New research suggests relapse of acute myeloid leukemia (AML) after allogeneic hematopoietic stem cell transplant (HSCT) is related to changes in immune-related gene expression that may be reversible.
Researchers observed downregulation of major histocompatibility complex (MHC) class II genes in samples from patients who relapsed after HSCT.
However, interferon-gamma “rapidly reversed this phenotype” in vitro, according to the researchers.
Matthew J. Christopher, MD, PhD, of Washington University School of Medicine in St. Louis, Missouri, and his colleagues reported these findings in The New England Journal of Medicine.
The researchers set out to determine how genetic and epigenetic changes after HSCT may allow leukemic cells to avoid the graft-vs-leukemia effect and to see whether immune-related genes are affected by HSCT.

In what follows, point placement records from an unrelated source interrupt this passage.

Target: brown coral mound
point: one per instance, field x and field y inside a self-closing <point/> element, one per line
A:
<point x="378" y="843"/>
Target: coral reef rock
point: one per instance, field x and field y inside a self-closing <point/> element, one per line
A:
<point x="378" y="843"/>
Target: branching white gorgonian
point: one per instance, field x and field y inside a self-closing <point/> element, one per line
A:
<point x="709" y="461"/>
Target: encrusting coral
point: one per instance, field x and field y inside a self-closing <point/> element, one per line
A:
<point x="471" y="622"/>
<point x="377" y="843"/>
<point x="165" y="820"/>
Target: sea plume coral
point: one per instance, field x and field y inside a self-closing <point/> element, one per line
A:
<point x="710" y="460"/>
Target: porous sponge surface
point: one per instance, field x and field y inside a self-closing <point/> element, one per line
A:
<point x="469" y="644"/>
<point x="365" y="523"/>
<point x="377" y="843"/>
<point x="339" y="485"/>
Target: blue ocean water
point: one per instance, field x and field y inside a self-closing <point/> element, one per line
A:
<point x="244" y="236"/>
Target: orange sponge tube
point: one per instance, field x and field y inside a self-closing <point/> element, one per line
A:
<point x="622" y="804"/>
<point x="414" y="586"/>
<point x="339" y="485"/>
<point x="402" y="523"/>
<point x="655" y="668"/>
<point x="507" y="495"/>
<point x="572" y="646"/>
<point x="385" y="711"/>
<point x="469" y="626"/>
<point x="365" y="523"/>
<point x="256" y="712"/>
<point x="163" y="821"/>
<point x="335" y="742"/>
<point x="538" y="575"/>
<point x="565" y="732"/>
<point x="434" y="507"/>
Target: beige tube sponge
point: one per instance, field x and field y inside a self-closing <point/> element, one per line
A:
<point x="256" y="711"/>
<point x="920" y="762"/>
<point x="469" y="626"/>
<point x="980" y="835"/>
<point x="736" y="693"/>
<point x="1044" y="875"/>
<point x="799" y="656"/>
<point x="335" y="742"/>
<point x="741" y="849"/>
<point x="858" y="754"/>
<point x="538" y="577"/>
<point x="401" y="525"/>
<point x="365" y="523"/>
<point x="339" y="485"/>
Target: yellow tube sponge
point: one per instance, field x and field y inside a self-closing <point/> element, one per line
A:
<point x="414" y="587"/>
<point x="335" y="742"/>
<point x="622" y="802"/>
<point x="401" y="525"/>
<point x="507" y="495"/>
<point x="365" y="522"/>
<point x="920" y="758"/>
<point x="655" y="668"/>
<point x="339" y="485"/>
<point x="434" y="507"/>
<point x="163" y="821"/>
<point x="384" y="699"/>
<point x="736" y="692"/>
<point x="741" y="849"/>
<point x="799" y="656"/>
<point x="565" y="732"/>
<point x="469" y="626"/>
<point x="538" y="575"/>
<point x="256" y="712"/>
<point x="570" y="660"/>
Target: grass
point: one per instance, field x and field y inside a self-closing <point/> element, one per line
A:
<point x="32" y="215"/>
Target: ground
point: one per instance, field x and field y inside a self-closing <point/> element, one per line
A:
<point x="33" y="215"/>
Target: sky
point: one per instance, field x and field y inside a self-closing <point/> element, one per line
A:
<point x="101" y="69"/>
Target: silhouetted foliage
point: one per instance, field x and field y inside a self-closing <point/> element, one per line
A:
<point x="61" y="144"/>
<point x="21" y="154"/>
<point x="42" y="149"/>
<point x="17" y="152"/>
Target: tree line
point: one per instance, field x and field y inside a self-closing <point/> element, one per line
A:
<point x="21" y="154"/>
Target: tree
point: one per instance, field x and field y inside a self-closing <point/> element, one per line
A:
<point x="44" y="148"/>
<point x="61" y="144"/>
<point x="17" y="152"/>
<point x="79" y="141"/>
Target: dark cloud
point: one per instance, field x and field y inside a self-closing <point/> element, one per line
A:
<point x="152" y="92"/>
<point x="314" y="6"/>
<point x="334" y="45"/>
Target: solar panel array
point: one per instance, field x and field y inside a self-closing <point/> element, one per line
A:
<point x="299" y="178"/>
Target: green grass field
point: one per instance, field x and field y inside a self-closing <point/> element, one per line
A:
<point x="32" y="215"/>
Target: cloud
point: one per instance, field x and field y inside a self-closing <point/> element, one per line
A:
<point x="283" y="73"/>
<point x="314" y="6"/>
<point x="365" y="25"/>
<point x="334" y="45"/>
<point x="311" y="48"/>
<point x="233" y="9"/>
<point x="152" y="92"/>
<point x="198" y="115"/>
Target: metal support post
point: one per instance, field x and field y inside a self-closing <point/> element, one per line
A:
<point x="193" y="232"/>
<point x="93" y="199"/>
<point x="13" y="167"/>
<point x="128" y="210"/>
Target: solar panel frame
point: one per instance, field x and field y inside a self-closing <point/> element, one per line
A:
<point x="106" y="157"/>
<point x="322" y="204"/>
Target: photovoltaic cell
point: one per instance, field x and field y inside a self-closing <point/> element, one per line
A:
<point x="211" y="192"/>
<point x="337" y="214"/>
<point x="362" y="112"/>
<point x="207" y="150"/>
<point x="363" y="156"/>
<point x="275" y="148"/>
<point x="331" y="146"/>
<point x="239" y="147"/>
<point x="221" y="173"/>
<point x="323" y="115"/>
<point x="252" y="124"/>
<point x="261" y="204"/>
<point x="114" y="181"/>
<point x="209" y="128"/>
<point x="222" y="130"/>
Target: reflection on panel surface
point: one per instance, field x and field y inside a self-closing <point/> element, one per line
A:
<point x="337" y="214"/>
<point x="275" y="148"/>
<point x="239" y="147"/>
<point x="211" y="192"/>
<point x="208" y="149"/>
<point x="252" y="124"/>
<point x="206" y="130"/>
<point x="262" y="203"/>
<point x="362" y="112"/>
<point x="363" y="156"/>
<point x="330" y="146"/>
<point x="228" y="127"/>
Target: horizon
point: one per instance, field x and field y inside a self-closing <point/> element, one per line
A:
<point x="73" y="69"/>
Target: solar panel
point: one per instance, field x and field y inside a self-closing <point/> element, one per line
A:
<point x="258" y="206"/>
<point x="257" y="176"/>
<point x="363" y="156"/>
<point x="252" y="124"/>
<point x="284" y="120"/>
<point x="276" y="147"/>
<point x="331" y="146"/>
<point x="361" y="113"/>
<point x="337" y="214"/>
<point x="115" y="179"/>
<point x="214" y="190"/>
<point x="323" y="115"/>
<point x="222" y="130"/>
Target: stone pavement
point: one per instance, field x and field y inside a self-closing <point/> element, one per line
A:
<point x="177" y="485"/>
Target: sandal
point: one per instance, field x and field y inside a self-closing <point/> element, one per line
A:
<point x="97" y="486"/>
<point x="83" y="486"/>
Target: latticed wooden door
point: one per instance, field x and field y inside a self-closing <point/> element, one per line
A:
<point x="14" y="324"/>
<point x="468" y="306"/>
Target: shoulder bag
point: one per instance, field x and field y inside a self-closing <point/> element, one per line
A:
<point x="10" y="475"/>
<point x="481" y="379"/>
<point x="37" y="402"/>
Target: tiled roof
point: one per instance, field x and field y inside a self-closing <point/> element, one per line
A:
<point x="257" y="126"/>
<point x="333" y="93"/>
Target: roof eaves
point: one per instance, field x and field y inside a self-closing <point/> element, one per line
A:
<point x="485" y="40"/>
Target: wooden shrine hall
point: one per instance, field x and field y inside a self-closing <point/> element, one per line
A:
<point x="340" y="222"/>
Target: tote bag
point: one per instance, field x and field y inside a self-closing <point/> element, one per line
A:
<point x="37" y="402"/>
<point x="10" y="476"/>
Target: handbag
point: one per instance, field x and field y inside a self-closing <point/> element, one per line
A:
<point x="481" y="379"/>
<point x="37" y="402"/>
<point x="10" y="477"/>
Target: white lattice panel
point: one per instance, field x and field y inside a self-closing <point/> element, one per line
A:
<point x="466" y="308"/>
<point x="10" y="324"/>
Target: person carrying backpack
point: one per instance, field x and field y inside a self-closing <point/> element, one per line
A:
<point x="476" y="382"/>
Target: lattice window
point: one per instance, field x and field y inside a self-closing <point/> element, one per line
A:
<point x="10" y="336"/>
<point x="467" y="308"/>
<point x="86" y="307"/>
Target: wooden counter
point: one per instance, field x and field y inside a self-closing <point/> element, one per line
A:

The team analyzed paired samples obtained at diagnosis and relapse from 15 AML patients who relapsed after HSCT and 20 AML patients who relapsed after chemotherapy. The team also analyzed additional samples from patients who relapsed after HSCT to validate initial findings.
Methods of analysis included enhanced exome sequencing, RNA sequencing, flow cytometry, and immunohistochemical analysis.
The researchers first looked for relapse-specific mutations but found no driver mutations associated with relapse after HSCT.
The mutations seen post-HSCT relapse were generally similar to those seen both before treatment and after relapse in patients who had undergone chemotherapy, and the researchers could not identify any patterns of mutations related to relapse.
They then looked for, but did not find, relapse-specific mutations in genes involved in modulation of immune checkpoints, antigen presentation, or cytokine signaling.
The researchers did, however, find evidence of epigenetic changes that were more common in the samples from patients with post-transplant relapses.
RNA sequencing showed that MHC class II genes (HLA-DPA1, HLA-DPB1, HLA-DQB1, and HLA-DRB1) were downregulated three- to 12-fold after transplant.
Flow cytometry and immunohistochemical analysis confirmed that MHC class II expression was decreased at relapse after HSCT in 17 of 34 samples evaluated.
The researchers said there was no association between the downregulation of MHC class II and donor type or use of immunosuppression.
To see whether the downregulation of MHC class II genes was reversible, the researchers treated three post-HSCT relapse samples with interferon-gamma, which is known to upregulate MHC class II on certain cells.
Culturing patient cells with interferon-gamma “rapidly induced MHC class II protein expression on leukemic blasts,” the researchers said. They observed “essentially full restoration of MHC class II protein expression in nearly all AML blasts after 72 hours.”
This study was supported by the National Institutes of Health, Leukemia and Lymphoma Society, and the Barnes-Jewish Hospital Foundation.
Several study authors reported personal fees and/or research support from industry outside the submitted work.